Wave upon wave of shock coursed through her veins. At that moment, the heavens opened and tears that Amy couldn't shed, rained upon her. The cacophony of the heavy downpour and the rumbling of thunder suddenly brought the volume back in her ears. She gasped for breath as the slanting showers pricked at her scalp. It was hard to drag the misty air inside her lungs. Something had an iron grip on her windpipe.

Amy rested her cheek against the bitumen, letting the waters chill her bones and numb the shock. She thanked the heavens that she could feel the bullet-like raindrops smarting her body. Amy vowed to rise but there was comfort in the cold, blinding darkness. For one exuberant moment, the shudders ceased but in the next they began anew, the sheer cold forcing her body to retaliate.

She had no idea how long she stayed praying on the road, her lips moving soundlessly or shuddering from the cold – Amy could never be sure. She smelled the musty, earthly vapors that were set free by the showers accompanied by the internalized heat from the tarmac. Amy tasted each drop that fell against her lips and she tasted blood from a cut somewhere on her face. Lazily, she caressed the surface that was upholding her, unable to do much else.

Someone is keen on keeping me alive...

And with that thought, Amy passed out.

Somewhere along the lost minutes her thoughts altered, replaced by a fanatical admiration for being the biggest moron on earth since the beginning of time. Amy's nose alerted her regarding the nature of her whereabouts. She inhaled the sterile tang of disinfectants.

Amy unwillingly squinted her eyes open.

Her parents were hovering just in her field of vision, two brown-haired figures against a horribly white background.
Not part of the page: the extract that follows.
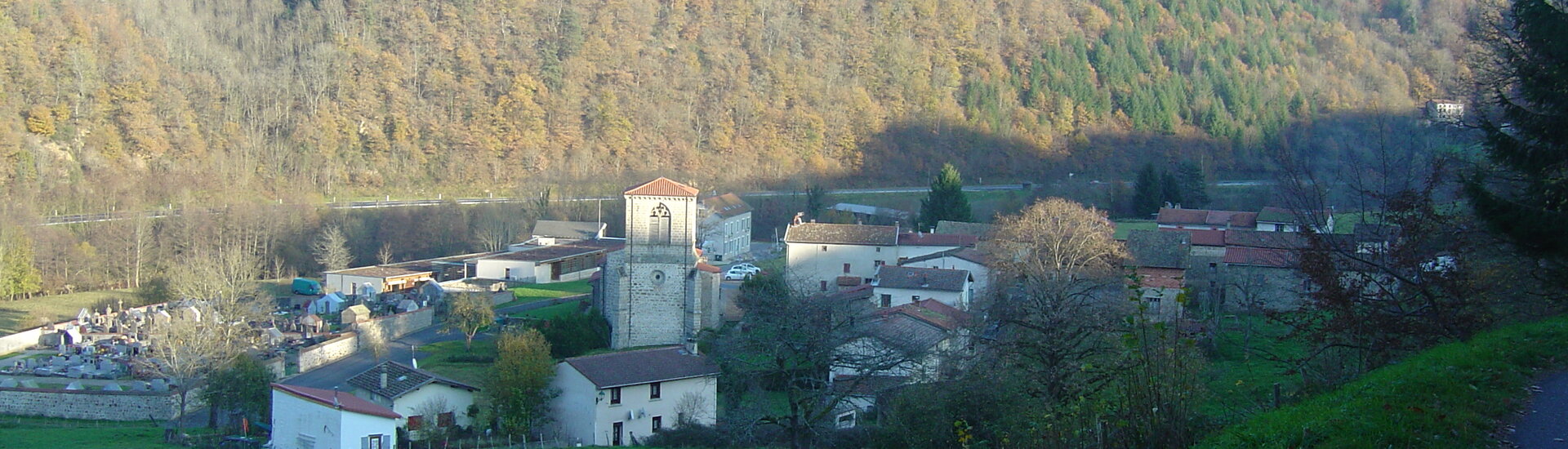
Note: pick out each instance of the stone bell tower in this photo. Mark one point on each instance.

She groaned, her worst fears confirmed.

"Not the damn hospital again," Amy said, hiding her face in her hands.

Anne exchanged a nervous glance with her husband, beckoning him to speak. But Leigh cut in –

"You were hugging the road," she said, wondering if this act would earn her sister a place in therapy too. Leigh handed Amy a tiny cup of water.
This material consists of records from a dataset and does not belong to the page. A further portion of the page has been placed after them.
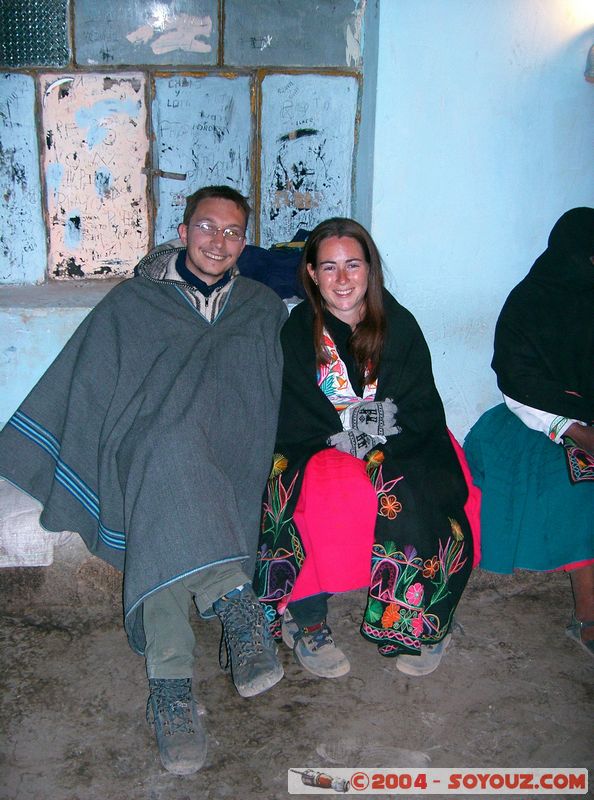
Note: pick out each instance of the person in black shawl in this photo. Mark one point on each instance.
(537, 490)
(366, 488)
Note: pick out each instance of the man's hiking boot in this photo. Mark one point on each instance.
(179, 732)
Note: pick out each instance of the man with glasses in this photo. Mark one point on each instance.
(152, 435)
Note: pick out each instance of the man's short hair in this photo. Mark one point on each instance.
(221, 192)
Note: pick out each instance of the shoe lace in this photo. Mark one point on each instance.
(243, 630)
(171, 703)
(319, 637)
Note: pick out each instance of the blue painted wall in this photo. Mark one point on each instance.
(484, 137)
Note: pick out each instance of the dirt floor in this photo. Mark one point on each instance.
(512, 691)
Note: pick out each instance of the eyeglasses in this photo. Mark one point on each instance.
(230, 234)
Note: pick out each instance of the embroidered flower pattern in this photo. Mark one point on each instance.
(390, 506)
(414, 594)
(431, 567)
(456, 529)
(417, 624)
(374, 459)
(279, 464)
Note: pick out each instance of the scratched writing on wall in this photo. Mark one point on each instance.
(95, 150)
(22, 238)
(307, 152)
(203, 137)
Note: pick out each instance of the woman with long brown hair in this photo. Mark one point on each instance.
(366, 488)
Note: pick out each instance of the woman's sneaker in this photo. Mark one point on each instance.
(427, 662)
(314, 648)
(251, 652)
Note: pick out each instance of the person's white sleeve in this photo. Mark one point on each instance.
(550, 424)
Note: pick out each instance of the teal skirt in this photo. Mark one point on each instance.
(532, 517)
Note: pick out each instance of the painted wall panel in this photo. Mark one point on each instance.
(95, 149)
(308, 125)
(22, 236)
(202, 129)
(287, 33)
(135, 32)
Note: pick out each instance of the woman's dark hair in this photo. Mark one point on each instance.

"The mailman brought you here. He found you unconscious on Route 36," her father said, his words meant for Amy but his tone sternly reprimanding Leigh. "Ames, is there anything you would like to tell us?"
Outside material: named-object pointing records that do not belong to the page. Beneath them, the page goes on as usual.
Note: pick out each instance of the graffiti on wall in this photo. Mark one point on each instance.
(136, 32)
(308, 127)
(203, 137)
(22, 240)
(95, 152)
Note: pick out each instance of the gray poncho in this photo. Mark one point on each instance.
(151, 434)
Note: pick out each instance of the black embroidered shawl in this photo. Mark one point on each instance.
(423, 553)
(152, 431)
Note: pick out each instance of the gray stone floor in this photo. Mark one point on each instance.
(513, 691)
"What do you guys wanna know?" she sipped the cool, clear water. Amy immediately stopped sounding like a grumpy toad. Her throat felt much better.

"Uh, I don't know. Maybe you could start around the point where you were lying unconscious in the middle of the road during a storm?" Anne interjected. She had always been the democratic one in the household.

Or how about we discuss when I get to leave this place, Amy thought petulantly. Hospitals were the stars of her 'Places-I-don't-ever-want-to-end-up-in' list but somehow she managed to land in them anyway. Every new city they had visited had been incomplete without at least one of Amy's visits to the land of scrubs and critical eyes. Even Disneyland was a total disaster because of some idiot who had slipped on the ice-skating ring and punched her in the nose with his fat arm.